When I read on Thursday that a Georgia State University student had formed a white “pride organization” on campus, my knee jerked in about the way you’d expect. I assumed that some young cracker was showing his racist ass. A future David Duke, maybe.

The idea, the very idea, that light-skinned people might openly, collectively, in any kind of organized fashion, assemble for the express purpose of self-identifying as light-skinned people … why, that’s just … just … no crazier on the face of it than people of any other skin color doing exactly the same thing.

Is it possible, I wondered, that young Master Sharp isn’t making the point that 99.9% of the reporters, pundits, bloggers and tweeters think he’s making? Is it possible that his only crime is making himself forever unemployable anywhere but his hometown feed and seed store?

Here’s from an entry I posted two years ago …

What say we pull both terms (“black” and “white”) down from their wink-wink-nudge-nudge “heritage not hate” places of honor and declare a moratorium on all glorifications of race? What say we stop pretending that it’s okay for people of Nigerian descent to shout “black pride,” but not okay for people of Austrian descent to shout “white pride”? Both are divisive and hypocritical.

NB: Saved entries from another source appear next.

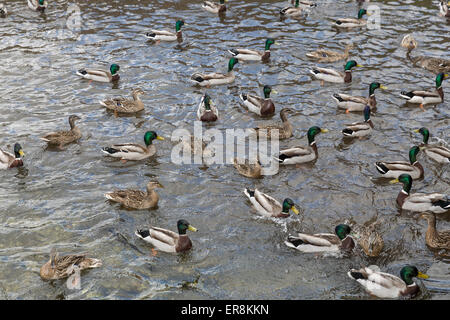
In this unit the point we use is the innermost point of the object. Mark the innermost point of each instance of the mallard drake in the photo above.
(207, 111)
(385, 285)
(323, 242)
(210, 79)
(261, 106)
(62, 138)
(359, 129)
(427, 97)
(37, 5)
(267, 206)
(298, 154)
(166, 240)
(158, 35)
(394, 169)
(253, 55)
(133, 151)
(352, 22)
(322, 55)
(437, 153)
(331, 75)
(435, 65)
(284, 130)
(136, 199)
(419, 202)
(215, 7)
(62, 267)
(101, 75)
(433, 238)
(358, 103)
(124, 105)
(8, 160)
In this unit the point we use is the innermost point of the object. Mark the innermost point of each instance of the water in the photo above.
(56, 199)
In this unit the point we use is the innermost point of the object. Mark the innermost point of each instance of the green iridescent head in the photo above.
(342, 231)
(409, 272)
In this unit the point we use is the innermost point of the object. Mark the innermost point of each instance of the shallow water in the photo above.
(56, 199)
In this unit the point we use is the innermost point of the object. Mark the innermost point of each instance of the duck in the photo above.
(124, 105)
(284, 130)
(101, 75)
(136, 199)
(159, 35)
(207, 111)
(60, 139)
(331, 75)
(8, 160)
(322, 55)
(133, 151)
(166, 240)
(323, 242)
(215, 7)
(358, 103)
(260, 106)
(359, 129)
(37, 5)
(352, 22)
(253, 55)
(298, 154)
(419, 202)
(385, 285)
(210, 79)
(435, 65)
(435, 239)
(427, 97)
(437, 153)
(62, 267)
(394, 169)
(267, 206)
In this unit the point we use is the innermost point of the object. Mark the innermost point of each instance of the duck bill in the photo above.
(191, 228)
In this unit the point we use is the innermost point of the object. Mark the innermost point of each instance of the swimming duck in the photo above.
(37, 5)
(124, 105)
(261, 106)
(385, 285)
(331, 75)
(359, 129)
(61, 138)
(433, 238)
(253, 55)
(435, 65)
(323, 242)
(62, 267)
(101, 75)
(322, 55)
(394, 169)
(158, 35)
(210, 79)
(352, 22)
(267, 206)
(437, 153)
(8, 160)
(166, 240)
(358, 103)
(300, 154)
(420, 202)
(136, 199)
(284, 130)
(215, 7)
(207, 111)
(427, 97)
(133, 151)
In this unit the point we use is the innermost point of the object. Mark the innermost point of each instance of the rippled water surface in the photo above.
(56, 199)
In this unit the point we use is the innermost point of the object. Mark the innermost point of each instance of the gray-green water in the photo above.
(56, 199)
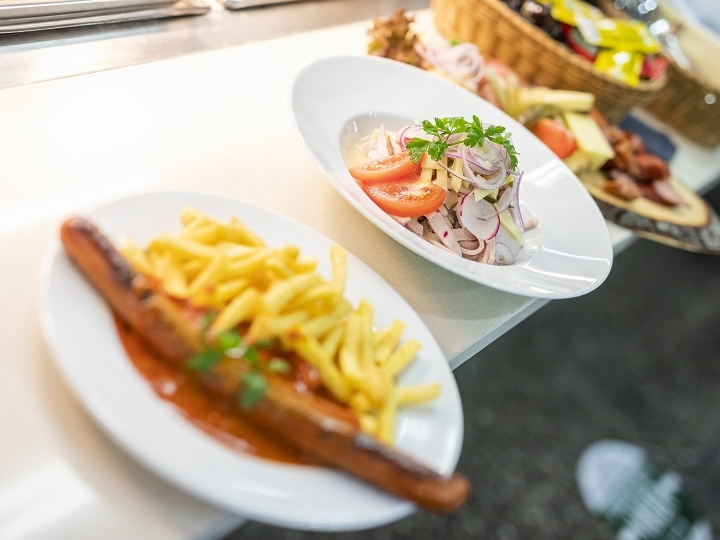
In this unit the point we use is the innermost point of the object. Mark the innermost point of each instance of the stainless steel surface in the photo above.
(181, 8)
(34, 8)
(40, 56)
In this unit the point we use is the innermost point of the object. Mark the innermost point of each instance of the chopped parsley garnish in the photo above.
(444, 128)
(204, 361)
(230, 344)
(254, 389)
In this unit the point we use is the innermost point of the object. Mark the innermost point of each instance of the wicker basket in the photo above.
(501, 33)
(682, 105)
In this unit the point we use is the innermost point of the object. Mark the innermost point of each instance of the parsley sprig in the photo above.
(230, 344)
(444, 128)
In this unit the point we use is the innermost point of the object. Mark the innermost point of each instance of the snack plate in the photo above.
(80, 331)
(337, 101)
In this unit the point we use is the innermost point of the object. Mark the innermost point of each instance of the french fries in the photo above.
(276, 294)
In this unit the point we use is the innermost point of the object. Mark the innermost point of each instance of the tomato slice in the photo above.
(408, 196)
(556, 136)
(385, 168)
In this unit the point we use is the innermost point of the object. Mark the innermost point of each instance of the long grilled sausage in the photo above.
(299, 420)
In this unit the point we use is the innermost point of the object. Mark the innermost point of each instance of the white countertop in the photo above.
(212, 121)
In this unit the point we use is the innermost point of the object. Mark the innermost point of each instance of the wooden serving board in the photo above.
(704, 239)
(695, 213)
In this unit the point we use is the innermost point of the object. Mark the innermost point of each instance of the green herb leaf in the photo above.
(441, 131)
(477, 134)
(278, 365)
(416, 148)
(229, 339)
(204, 361)
(251, 355)
(208, 318)
(254, 389)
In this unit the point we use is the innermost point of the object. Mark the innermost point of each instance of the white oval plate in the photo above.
(79, 329)
(338, 100)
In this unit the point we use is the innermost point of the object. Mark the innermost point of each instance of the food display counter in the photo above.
(213, 120)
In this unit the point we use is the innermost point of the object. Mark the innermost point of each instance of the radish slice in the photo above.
(414, 226)
(462, 235)
(528, 216)
(488, 255)
(439, 227)
(480, 218)
(438, 244)
(506, 199)
(475, 251)
(400, 220)
(503, 257)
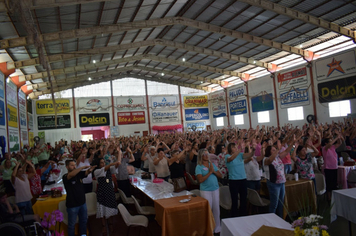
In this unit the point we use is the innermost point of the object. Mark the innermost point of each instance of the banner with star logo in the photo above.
(336, 66)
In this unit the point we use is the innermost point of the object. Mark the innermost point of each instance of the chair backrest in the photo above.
(254, 197)
(225, 198)
(320, 184)
(195, 191)
(137, 205)
(91, 203)
(125, 214)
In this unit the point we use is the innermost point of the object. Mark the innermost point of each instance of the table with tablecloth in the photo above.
(297, 194)
(191, 218)
(247, 225)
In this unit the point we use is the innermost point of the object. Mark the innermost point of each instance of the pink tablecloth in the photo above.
(342, 173)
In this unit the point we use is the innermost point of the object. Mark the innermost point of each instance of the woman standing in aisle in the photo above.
(207, 174)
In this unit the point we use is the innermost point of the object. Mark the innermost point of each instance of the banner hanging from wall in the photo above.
(164, 101)
(12, 116)
(45, 107)
(129, 103)
(93, 104)
(262, 103)
(198, 125)
(337, 90)
(165, 116)
(48, 122)
(196, 101)
(197, 114)
(129, 118)
(236, 92)
(239, 107)
(294, 97)
(294, 78)
(336, 66)
(219, 109)
(97, 119)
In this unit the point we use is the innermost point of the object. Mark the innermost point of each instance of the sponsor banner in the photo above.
(128, 118)
(14, 140)
(12, 116)
(197, 114)
(44, 107)
(22, 101)
(93, 104)
(262, 103)
(219, 110)
(11, 93)
(48, 122)
(200, 125)
(337, 90)
(126, 103)
(196, 101)
(2, 112)
(30, 121)
(23, 119)
(99, 119)
(292, 78)
(335, 66)
(295, 97)
(238, 107)
(164, 101)
(235, 92)
(165, 116)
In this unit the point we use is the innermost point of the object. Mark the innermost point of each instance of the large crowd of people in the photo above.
(230, 156)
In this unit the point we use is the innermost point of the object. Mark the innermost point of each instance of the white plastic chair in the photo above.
(132, 221)
(91, 203)
(143, 210)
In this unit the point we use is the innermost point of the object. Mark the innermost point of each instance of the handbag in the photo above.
(179, 185)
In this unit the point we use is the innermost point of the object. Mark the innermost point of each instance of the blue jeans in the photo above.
(276, 197)
(81, 213)
(25, 208)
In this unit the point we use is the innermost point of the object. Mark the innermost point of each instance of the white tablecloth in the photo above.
(247, 225)
(344, 204)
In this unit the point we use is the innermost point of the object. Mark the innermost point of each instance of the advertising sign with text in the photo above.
(128, 118)
(164, 116)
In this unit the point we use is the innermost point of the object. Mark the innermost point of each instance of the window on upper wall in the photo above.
(338, 109)
(239, 119)
(263, 117)
(295, 113)
(220, 121)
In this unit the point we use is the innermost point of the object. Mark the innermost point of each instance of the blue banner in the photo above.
(262, 103)
(238, 107)
(197, 114)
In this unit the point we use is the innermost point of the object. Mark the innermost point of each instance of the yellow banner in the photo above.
(12, 116)
(46, 106)
(196, 101)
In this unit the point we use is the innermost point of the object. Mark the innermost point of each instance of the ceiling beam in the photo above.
(111, 49)
(108, 29)
(92, 66)
(277, 8)
(35, 95)
(39, 4)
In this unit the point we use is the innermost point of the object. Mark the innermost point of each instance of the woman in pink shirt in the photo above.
(330, 163)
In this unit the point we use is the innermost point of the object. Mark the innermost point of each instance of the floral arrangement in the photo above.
(309, 226)
(50, 220)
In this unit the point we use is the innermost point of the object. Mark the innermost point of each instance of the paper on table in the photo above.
(272, 231)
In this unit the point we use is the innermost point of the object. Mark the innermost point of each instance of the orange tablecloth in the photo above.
(192, 218)
(298, 194)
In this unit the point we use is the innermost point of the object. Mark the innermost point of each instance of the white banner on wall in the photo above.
(129, 103)
(164, 101)
(165, 116)
(335, 66)
(295, 97)
(93, 104)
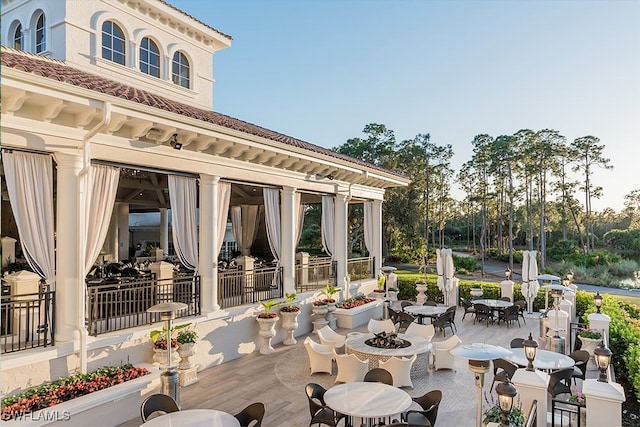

Could that be what Sharp is saying?

Maybe, maybe not.

He appears to have ties to something called the Traditionalist Youth Network, whose mission statement includes the following: We embrace ethnic minorities on their terms, validating, celebrating, and strengthening those bonds between people who share a tribe and tradition. Perhaps our most controversial position is our encouragement of members to court and marry partners who share a tribe and tradition.

Okay, okay, I know, but hold on. What if I were to tell you that the Traditionalist Youth Network is a Native American Indian group? It isn’t, but what if? How would the mission statement sound then?

Thing is, I’m with you. Right there with you. In my mind, the words “black pride” conjure Maya Angelou, Bill Cosby, Nelson Mandela and Martin Luther King. The words “white pride” conjure redneck doomsday preppers standing in line for tickets to a caged wrestling event.

In fact, any kind of pride but white pride sounds at least potentially wholesome, doesn’t it? Even Jihadist pride sounds better. And euphemisms make no difference. Call it Aryan, Northern European, Anglo Saxon … matters not. A Bubba by any other name will smell as foul. What was it that Obama said about “lipstick on a pig”?

I just wish that Patrick Sharp, instead of ties to the Traditionalist Youth Network, had ties to Habitat for Humanity or were going steady with a black girl or something to indicate that he’s more a well-meaning agent provocateur than Klansman-in-waiting.

Then maybe we could disengage the automatic pilot for long enough to have an actual conversation, instead of a call and response.